Tuesday, February 5, 2008

Back to progressivism?

It's nice to see National Review's Jonah Goldberg step away from his once-enthusiastic defense of Bush administration assaults on civil liberties for a while. In his latest column, Goldberg pens a devastating take-down of one of the more iconic progressive politicians in American history:
I'm thinking of an American president who demonized ethnic groups as enemies of the state, censored the press, imprisoned dissidents, bullied political opponents, spewed propaganda, often expressed contempt for the Constitution, approved warrantless searches and eavesdropping, and pursued his policies with a blind, religious certainty.

Oh, and I'm not thinking of George W. Bush, but another "W" – actually "WW": Woodrow Wilson, the Democrat who served from 1913 to 1921.
Goldberg's take on Wilson is right on -- especially as he skewers the overrated president's vicious racism, which Wilson, academic that he was, cloaked in the pseudocience of Eugenics that so excited progressive passions in that era.

Goldberg also whacks progressives for their raw appetite for unrestrained power:
"Government," Wilson wrote approvingly in his magnum opus, "The State," "does now whatever experience permits or the times demand." "No doubt," he wrote elsewhere, taking dead aim at the Declaration of Independence, "a lot of nonsense has been talked about the inalienable rights of the individual, and a great deal that was mere vague sentiment and pleasing speculation has been put forward as fundamental principle."

In his 1890 essay, "Leaders of Men," Wilson explained that a "true leader" uses the masses like "tools." He must inflame their passions with little heed for the facts. "Men are as clay in the hands of the consummate leader." ...

Again, Wilson was merely one voice in the progressive chorus of the age. "[W]e must demand that the individual shall be willing to lose the sense of personal achievement, and shall be content to realize his activity only in connection to the activity of the many," declared the progressive social activist Jane Addams.

"New forms of association must be created," explained Walter Rauschenbusch, a leading progressive theologian of the Social Gospel movement, in 1896. "Our disorganized competitive life must pass into an organic cooperative life." Elsewhere, Rauschenbusch put it more simply: "Individualism means tyranny."
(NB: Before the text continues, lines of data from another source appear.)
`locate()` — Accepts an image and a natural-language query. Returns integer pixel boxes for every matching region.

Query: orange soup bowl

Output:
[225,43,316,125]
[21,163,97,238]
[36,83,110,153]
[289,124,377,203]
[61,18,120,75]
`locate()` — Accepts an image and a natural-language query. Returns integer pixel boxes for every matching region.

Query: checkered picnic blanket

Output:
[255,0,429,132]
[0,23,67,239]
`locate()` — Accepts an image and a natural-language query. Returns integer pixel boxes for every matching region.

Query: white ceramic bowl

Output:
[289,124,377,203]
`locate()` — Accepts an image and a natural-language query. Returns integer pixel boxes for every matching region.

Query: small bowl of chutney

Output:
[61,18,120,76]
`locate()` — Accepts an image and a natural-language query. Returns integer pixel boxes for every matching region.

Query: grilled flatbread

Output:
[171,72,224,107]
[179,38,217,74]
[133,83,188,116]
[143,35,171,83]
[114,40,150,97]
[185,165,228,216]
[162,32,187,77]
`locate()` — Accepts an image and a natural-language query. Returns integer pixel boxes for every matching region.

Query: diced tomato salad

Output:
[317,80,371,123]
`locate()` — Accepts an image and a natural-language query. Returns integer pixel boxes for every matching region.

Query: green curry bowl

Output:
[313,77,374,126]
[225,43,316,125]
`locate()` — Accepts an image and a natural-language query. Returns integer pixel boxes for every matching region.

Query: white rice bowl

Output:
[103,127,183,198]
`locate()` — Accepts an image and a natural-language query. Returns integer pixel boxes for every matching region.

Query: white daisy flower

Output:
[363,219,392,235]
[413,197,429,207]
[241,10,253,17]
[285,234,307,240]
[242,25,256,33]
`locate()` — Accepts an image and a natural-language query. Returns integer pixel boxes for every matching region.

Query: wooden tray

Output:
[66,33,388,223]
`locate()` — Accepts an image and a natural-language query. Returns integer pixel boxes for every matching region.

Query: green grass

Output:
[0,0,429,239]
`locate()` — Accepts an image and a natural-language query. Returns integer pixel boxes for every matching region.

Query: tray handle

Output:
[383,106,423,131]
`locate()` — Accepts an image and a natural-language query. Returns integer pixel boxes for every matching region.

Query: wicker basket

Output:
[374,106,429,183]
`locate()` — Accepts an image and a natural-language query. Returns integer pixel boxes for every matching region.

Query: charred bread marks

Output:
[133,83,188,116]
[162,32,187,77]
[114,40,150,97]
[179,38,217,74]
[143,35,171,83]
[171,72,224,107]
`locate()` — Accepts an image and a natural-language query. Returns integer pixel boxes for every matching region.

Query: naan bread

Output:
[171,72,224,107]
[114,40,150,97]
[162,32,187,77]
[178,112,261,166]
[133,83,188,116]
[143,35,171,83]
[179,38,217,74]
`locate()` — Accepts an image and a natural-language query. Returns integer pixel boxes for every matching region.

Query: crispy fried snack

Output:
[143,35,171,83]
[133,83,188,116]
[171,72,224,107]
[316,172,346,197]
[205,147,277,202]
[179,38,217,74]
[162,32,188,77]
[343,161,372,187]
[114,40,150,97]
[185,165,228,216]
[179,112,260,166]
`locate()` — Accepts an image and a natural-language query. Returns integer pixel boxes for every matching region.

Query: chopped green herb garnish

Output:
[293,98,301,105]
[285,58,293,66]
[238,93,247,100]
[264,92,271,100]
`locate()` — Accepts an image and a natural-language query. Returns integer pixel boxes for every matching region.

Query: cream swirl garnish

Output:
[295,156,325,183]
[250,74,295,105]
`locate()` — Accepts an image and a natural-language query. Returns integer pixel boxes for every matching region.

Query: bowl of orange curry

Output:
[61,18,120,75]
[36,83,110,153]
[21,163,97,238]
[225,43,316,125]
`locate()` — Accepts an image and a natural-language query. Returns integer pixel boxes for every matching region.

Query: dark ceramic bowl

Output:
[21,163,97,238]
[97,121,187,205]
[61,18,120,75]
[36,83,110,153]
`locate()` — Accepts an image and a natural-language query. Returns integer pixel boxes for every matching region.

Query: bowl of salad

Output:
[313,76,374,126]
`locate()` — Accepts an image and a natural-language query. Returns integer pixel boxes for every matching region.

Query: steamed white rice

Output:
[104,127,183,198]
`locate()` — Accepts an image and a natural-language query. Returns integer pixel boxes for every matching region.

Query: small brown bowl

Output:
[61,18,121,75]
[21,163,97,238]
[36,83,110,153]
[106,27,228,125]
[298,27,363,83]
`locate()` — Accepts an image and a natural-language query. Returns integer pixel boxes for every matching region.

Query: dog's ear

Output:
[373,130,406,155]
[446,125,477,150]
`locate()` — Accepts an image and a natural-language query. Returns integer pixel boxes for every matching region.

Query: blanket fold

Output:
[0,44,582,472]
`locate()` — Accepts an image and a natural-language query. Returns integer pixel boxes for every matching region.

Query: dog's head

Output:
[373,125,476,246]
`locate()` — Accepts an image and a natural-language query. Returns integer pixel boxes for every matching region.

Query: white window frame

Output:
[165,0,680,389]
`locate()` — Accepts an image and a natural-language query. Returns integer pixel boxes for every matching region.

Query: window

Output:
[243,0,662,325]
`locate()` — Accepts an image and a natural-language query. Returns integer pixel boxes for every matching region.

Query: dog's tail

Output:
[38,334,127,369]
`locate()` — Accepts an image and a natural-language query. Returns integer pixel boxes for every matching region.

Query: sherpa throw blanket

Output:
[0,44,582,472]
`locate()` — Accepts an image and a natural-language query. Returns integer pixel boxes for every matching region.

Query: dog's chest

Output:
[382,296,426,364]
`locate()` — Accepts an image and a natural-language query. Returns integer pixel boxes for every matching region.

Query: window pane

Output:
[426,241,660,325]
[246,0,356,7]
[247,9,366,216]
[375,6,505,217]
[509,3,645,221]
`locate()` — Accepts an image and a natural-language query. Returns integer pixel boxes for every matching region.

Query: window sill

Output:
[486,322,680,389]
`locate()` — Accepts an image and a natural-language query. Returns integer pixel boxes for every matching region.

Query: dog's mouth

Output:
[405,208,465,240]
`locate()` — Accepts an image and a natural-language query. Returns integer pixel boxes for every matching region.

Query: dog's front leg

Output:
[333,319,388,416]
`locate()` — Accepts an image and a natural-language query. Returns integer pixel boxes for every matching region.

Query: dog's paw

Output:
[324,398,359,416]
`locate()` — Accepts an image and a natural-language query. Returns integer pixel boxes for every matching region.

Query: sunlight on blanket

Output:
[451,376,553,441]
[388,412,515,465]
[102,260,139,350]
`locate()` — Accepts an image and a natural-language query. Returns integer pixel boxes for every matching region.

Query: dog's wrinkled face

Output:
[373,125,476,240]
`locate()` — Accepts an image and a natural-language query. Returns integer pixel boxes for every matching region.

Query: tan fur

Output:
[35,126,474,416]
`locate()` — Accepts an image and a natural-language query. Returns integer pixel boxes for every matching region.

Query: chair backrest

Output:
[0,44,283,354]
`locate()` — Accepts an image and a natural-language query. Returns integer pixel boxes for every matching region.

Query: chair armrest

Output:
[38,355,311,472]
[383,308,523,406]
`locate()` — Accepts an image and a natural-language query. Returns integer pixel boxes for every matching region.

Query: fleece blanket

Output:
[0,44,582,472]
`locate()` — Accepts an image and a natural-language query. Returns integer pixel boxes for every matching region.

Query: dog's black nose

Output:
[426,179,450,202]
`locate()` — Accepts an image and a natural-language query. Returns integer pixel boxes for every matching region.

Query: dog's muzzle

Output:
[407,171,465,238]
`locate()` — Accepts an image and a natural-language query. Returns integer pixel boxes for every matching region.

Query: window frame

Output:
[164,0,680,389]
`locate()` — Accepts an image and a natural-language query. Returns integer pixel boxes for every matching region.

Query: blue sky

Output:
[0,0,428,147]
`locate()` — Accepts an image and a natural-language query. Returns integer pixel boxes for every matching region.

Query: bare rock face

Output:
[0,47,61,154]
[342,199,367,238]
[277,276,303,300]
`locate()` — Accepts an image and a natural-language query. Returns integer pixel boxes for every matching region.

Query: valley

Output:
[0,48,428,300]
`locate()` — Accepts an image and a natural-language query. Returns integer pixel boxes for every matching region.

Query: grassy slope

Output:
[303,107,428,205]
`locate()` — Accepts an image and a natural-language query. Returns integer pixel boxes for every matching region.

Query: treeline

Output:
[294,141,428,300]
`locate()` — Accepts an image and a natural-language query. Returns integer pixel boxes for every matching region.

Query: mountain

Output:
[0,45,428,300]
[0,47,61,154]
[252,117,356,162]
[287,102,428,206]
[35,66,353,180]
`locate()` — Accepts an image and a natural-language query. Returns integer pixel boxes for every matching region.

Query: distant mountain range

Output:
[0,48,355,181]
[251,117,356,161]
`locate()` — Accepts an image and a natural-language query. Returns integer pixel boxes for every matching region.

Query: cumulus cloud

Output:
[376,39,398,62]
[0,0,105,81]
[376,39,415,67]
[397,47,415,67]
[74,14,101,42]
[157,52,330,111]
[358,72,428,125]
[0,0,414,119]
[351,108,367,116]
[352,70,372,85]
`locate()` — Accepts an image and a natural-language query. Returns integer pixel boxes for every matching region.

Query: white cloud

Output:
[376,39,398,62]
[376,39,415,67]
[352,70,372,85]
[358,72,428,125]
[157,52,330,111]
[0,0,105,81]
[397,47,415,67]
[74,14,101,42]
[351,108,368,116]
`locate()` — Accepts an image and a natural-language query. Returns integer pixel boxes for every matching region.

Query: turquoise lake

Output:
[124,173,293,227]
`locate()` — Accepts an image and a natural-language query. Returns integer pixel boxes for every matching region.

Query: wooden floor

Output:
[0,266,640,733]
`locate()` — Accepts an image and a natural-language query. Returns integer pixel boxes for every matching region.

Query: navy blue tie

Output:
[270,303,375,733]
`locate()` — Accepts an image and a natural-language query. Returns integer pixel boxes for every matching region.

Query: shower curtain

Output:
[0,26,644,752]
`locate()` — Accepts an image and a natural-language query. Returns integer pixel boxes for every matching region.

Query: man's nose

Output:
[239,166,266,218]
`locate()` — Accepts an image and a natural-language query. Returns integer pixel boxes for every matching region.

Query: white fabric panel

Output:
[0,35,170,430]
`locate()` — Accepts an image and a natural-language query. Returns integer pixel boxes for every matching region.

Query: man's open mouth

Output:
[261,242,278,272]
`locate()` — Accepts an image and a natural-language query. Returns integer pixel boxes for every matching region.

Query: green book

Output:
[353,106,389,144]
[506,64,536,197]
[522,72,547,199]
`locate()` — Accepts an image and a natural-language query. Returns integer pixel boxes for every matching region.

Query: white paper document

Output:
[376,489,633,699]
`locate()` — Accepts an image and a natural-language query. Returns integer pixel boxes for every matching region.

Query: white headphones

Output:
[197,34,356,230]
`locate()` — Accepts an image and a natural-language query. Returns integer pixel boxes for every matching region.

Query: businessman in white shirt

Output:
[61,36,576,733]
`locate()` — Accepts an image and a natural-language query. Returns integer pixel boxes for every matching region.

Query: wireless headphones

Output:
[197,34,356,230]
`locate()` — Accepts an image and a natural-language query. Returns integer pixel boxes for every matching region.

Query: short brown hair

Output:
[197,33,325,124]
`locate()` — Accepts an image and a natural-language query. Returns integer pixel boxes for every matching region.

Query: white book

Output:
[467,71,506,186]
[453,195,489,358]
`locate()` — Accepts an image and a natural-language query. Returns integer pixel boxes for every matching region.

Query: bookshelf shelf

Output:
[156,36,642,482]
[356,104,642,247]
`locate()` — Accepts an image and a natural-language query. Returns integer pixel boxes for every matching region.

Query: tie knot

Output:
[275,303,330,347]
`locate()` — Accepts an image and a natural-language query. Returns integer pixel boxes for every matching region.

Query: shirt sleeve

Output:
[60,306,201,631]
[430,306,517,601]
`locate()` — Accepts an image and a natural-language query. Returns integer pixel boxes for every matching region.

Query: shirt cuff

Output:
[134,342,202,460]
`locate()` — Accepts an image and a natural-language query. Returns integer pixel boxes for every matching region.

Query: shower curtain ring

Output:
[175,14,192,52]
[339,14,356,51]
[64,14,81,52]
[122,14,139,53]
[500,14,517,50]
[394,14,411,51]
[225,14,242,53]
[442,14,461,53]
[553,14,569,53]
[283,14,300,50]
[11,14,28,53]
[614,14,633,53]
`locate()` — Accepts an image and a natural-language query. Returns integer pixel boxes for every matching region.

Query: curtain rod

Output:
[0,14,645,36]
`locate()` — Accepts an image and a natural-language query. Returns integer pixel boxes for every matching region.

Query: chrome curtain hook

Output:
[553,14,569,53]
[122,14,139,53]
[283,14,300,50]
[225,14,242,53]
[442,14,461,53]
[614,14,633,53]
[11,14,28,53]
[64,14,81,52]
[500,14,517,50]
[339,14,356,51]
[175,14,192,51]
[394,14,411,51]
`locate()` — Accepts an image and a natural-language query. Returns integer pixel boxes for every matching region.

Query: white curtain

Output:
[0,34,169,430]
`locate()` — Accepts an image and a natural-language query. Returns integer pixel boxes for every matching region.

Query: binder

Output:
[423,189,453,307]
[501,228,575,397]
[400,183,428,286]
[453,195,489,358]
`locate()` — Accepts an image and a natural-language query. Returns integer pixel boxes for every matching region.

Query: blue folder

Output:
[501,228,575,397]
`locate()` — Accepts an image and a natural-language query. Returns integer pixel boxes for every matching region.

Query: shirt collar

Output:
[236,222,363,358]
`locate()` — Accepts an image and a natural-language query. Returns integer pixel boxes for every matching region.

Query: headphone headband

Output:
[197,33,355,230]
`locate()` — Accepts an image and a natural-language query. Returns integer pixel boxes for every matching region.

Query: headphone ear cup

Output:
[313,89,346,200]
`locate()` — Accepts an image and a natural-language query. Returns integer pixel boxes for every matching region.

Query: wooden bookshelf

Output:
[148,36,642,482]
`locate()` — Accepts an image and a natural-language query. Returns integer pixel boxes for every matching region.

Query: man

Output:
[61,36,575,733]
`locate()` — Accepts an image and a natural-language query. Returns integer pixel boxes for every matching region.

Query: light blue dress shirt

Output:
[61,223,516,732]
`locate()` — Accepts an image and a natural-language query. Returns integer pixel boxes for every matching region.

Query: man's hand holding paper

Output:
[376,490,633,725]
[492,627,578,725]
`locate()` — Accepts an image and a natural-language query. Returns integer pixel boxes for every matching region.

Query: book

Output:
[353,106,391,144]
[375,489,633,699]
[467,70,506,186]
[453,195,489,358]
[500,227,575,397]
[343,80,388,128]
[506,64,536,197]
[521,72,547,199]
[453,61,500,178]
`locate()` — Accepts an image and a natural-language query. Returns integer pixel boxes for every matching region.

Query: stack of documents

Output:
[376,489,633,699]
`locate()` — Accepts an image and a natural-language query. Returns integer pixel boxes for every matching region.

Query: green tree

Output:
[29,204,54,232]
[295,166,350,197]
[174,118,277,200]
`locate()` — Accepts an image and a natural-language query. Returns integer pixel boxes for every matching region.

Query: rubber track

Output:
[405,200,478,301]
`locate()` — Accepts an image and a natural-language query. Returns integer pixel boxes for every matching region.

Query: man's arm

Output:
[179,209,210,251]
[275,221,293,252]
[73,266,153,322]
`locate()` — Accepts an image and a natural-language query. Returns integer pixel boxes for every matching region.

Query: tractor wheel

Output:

It would have been helpful, however, if Goldberg had put more effort into connecting the hoary, racist and totalitarian variety of classical progressivism to the less-well-defined modern tendency of that name. Hillary Clinton calls herself a "progressive," but it's not so clear that she means much more by that than that she ought to be in charge.

Which, come to think of it, is bad enough.